Friday, September 17, 2010

Banawa is state champion


(As published in Chess Piece, BusinessWorld, 18 September 2010)

Southern California State Championship
Los Angeles, California
August 14-22, 2010

Final Standings
1-2. FM Philip Xiao Wang 2317, FM Joel Cholo Banawa 2356, 5.0/7
3. IM Cyrus F. Lakdawala 2413, 4.5/7
4. Ankit Gupta 2230, 4.0/7
5-6. IM Timothy Taylor 2317, IM Jack Peters 2357, 3.0/7
7. Konstantin Kavutskiy 2165, 2.5/7
8. FM Michael Casella 2249, 1.0/7

Twenty-one-year-old former Pinoy junior standout Joel Cholo Banawa [IN PHOTO] tied for first in the Southern California (based in LA -- this is differentiated from the Northern California Federation which is based in San Francisco) State Championship, an eight-player round-robin tournament. I asked Cholo to write something about himself and this event, so now I turn you over to him.

Hi! I’m Joel Banawa, a FIDE Master (USCF 2433) from Los Angeles, California, but born and raised in the Philippines. Before leaving the Philippines, I was already one of the top junior players, winning many age-group tournaments, especially the kiddies section (U-14). My most notable accomplishment was winning the Palarong Pambansa (National inter-elementary school games) under the supervision of Coach Henry "Henrysky" Mariano. With the help of both IM Rolly Martinez and NM Michael Gotel who are both world-class trainers, I attained candidate master level and just the right amount of competitiveness when I was 12 years old. At the age of 13, my whole family migrated to San Jose, California. My mom, an Obstetrician-Gynecologist in the Philippines, decided to work as a nurse so that we could all stay permanently in the United States.

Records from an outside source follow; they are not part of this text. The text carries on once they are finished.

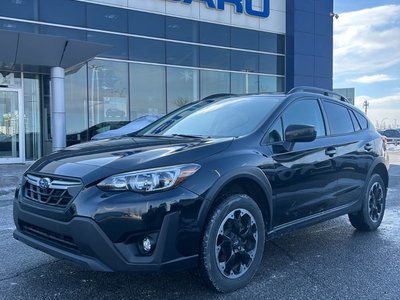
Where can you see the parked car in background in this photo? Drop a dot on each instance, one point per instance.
(392, 136)
(129, 128)
(206, 186)
(87, 134)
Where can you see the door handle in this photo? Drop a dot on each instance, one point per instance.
(330, 151)
(368, 147)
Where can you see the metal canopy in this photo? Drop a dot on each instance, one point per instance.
(20, 51)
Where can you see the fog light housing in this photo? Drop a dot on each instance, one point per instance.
(146, 245)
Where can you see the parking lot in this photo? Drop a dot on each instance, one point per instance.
(327, 261)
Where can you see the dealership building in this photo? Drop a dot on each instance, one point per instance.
(71, 68)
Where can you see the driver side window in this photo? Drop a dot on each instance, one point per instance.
(304, 112)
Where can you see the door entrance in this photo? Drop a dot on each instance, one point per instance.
(12, 131)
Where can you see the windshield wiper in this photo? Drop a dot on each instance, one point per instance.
(190, 136)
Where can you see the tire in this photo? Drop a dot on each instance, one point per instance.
(233, 244)
(373, 207)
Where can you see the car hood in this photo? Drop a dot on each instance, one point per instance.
(96, 160)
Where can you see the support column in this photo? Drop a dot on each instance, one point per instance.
(58, 129)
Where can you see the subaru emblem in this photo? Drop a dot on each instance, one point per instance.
(44, 183)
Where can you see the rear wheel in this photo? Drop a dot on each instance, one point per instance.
(370, 216)
(233, 244)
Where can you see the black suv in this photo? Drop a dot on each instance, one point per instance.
(206, 186)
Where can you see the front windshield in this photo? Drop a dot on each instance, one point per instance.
(215, 118)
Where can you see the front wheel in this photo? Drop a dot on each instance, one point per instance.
(370, 216)
(233, 244)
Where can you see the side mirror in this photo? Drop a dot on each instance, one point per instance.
(300, 133)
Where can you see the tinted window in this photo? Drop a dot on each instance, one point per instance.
(182, 29)
(107, 17)
(147, 50)
(182, 54)
(357, 126)
(275, 134)
(244, 38)
(362, 120)
(304, 112)
(142, 23)
(63, 12)
(338, 118)
(214, 34)
(214, 58)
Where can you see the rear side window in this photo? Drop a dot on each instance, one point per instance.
(338, 118)
(357, 126)
(304, 112)
(362, 120)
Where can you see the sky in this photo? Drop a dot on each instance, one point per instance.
(366, 56)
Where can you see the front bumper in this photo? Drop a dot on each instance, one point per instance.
(81, 240)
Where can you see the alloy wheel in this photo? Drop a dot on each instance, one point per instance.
(236, 243)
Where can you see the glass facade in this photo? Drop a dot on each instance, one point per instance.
(156, 64)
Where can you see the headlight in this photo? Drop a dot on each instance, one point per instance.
(149, 180)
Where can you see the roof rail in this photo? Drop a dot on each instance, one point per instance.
(319, 91)
(221, 95)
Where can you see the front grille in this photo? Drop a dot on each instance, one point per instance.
(44, 234)
(58, 192)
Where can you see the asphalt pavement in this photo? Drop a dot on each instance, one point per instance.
(331, 260)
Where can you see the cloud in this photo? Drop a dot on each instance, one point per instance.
(373, 78)
(367, 41)
(391, 101)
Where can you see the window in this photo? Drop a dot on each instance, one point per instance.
(147, 50)
(357, 126)
(272, 64)
(214, 34)
(275, 134)
(244, 38)
(339, 119)
(362, 120)
(214, 82)
(182, 54)
(271, 42)
(271, 84)
(119, 44)
(108, 91)
(23, 9)
(64, 32)
(63, 12)
(182, 87)
(107, 18)
(182, 29)
(76, 106)
(214, 58)
(244, 83)
(148, 92)
(244, 61)
(142, 23)
(305, 112)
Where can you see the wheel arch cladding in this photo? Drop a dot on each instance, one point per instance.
(252, 182)
(381, 170)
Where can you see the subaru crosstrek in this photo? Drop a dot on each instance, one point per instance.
(206, 185)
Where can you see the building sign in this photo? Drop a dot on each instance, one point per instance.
(240, 6)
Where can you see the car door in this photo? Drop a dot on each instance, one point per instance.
(352, 151)
(302, 178)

My mom was soon permanently assigned to Los Angeles and that is when my brother (Joaquin) and I got involved in Southern California chess. Our first tournament in the United States was the Joseph Ileto Memorial, where we met our chess manager and honorary uncle Takashi Kurosaki. He’s the one who gave us rides, registration fees, and information on certain tournaments. Thanks to Tak, at the age of 13 I earned a USCF Master rating on my first outing. Reading Jeremy Silman’s book How to Reassess Your Chess while in San Jose paid dividends. In the long course of our stay in the United Stated, my brother and I had plenty of success in American tournaments. I had three top 10 performances in several strong US Open, scoring 7/9 in each of them. In the American Open I also had several top 10 performances and, in 2004, I even won the Super Nationals High School tournament, considered as the biggest scholastic tournament in the world.

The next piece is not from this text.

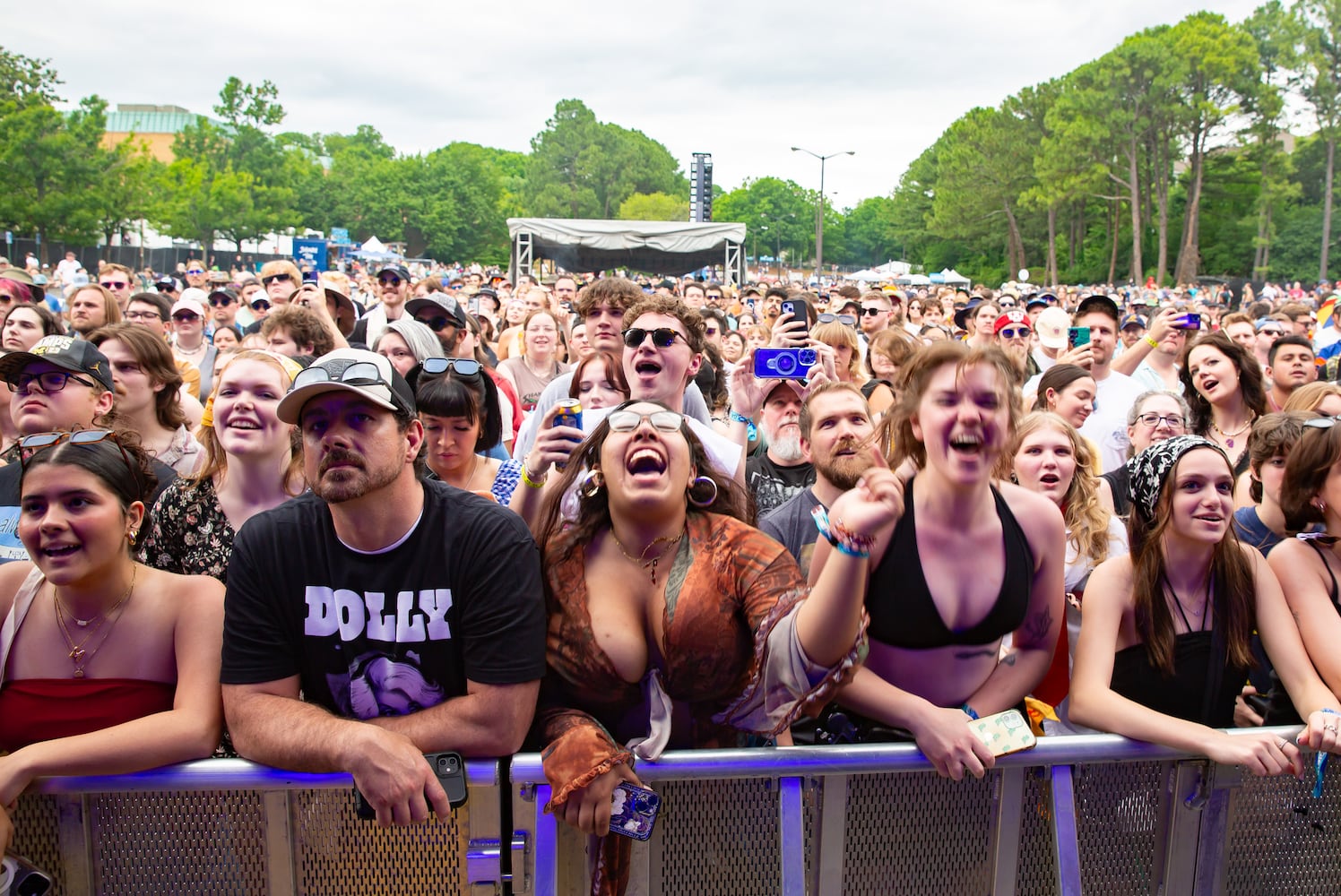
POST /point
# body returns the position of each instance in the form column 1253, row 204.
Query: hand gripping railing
column 1068, row 814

Recently, I was invited to play in the Southern California State Championship by virtue of my high rating. The field was composed by theee veteran International Masters, three FIDE Masters (including myself), and two very strong masters. I was coming off two sad events in my life. First was the passing of my mother (who will always remain in the hearts of many people for the service she gave them) and the disappointing US Open where I was having a terrific result (Draws to IM Stopa-2580, GM Dmitry Gurevich-2500, GM Gareev-2698) just to lose to a 2300 on the 2nd to the last round. Entering the SoCal championship, I was eager for a good result to dedicate to my mother and to make up for the choked up result in the US Open.

The first day of the tournament, I was assigned to play two of the veteran International Masters. At the first round, I was matched against the dangerous and the tactical International Master Timothy Taylor with the black pieces. The game was an unusual and tactical Nimzo-Indian where Taylor sacrificed a piece for a tremendous attack.